To shine a much-deserved and long-overdue spotlight on women researchers and others focused on AI, TechCrunch has been publishing a series of interviews highlighting notable women who have contributed to the AI revolution. As the AI boom continues, we'll be publishing these stories throughout the year, shining a spotlight on important research that often goes unrecognized. Find the other profiles here.
Sarah Myers West is Managing Director of the AI Now Institute, a US research institute that explores the social impacts of AI and policy research addressing the concentration of power in the tech industry. She previously served as Senior Advisor on AI at the US Federal Trade Commission, and is a Visiting Scholar at Northeastern University and a Research Associate at Cornell University's Institute for Civic Technology.
Just to briefly ask, how did you get started working in AI? What attracted you to this field?
For the past 15 years, I have been researching the role of tech companies as powerful political actors as they emerge at the forefront of international governance. Early in my career, I had a front-row seat to how U.S. tech companies emerged and transformed political landscapes around the world, including in Southeast Asia, China, and the Middle East, and I wrote a book delving into how industry lobbying and regulation shaped the origins of the internet surveillance business model, even as the technologies that offered alternatives in theory never materialized in practice.
Many times throughout my career, I have asked myself, “Why are we trapped in this dystopian vision of the future?” The answer has little to do with technology itself and a lot to do with public policy and commercialization.
That's been my project ever since, both in my career as a researcher and in my policy work as co-director of AI Now: If AI is part of the infrastructure of our everyday lives, then we need to critically examine the institutions that are producing it, and make sure that as a society there's enough friction (whether through regulation or through institutionalization) so that ultimately the needs of ordinary citizens are met, not the needs of tech companies.
What work in AI are you most proud of?
I'm really proud of my work at the FTC, a U.S. government agency, which has been at the forefront of regulatory enforcement, especially for artificial intelligence. I loved rolling up my sleeves and working on cases. I got to utilize the methodologies I was trained in as a researcher to do investigative work, because the toolkit is fundamentally the same. It was satisfying to see this work have a direct impact on the public, using those tools to hold the powerful directly accountable, whether that was addressing how AI is degrading workers and inflating prices, or fighting the anti-competitive behavior of big tech companies.

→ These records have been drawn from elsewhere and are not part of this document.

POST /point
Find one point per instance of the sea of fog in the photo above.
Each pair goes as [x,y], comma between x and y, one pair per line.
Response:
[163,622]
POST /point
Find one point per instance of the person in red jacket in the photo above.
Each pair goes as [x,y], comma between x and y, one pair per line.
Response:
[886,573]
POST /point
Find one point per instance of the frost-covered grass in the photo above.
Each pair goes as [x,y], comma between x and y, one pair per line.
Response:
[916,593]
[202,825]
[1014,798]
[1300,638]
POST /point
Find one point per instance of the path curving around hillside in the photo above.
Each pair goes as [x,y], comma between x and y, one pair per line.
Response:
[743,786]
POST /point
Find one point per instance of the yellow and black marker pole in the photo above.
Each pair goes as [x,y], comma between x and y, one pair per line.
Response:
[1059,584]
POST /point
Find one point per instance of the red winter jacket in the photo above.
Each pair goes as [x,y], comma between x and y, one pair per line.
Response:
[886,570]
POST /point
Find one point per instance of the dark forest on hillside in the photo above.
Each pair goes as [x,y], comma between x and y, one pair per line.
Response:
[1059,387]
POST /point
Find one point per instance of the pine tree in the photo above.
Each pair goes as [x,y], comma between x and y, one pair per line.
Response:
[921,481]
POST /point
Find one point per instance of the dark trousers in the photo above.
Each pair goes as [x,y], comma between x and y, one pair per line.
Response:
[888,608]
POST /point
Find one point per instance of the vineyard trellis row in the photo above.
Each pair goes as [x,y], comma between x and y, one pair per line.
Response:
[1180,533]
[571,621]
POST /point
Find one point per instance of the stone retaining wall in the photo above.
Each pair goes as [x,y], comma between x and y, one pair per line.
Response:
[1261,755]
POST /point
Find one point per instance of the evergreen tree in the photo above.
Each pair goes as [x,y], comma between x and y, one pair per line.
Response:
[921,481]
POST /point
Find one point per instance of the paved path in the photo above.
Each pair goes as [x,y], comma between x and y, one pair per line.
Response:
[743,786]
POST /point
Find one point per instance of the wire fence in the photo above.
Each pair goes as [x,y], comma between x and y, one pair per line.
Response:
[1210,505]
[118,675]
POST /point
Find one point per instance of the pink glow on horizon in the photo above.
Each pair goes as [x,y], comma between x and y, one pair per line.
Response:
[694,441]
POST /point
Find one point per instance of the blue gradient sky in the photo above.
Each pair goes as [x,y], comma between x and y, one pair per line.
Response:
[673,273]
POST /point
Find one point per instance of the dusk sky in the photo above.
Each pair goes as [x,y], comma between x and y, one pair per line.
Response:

We're fortunate to have an incredible team of technologists on our team working out of the White House Office of Science and Technology Policy, and it's been exciting to see how the foundation we've laid there correlates directly to the emergence of generative AI and the importance of cloud infrastructure.
What are the most pressing issues facing AI as it evolves?
First of all, AI technologies are widely used in highly sensitive contexts, such as hospitals, schools, and borders, yet remain poorly tested and validated. It is a technology prone to errors, and we know from independent studies that those errors are not evenly distributed. They disproportionately harm communities that have long borne the brunt of discrimination. We need to set a much higher standard. But what concerns me is how powerful institutions are using AI (whether it works or not) to justify their actions, from the use of weapons against civilians in Gaza to the stripping of labor rights. This is not a technology issue, it’s a discourse issue: how we orient our culture around technology and the idea that certain choices and behaviors become more “objective” or somehow acceptable when AI is involved.
What is the best way to build AI responsibly?
We should always start with the question: why build AI, is the use of artificial intelligence necessary, and is AI technology fit for that purpose? Sometimes the answer is to build something better. In that case, developers should comply with the law, document and validate their systems well, and make them as open and transparent as possible so independent researchers can do the same. But sometimes the answer is not to build anything at all. We don't need any more “responsibly built” weapons or surveillance technologies. In this question, the end use matters, and we need to start there.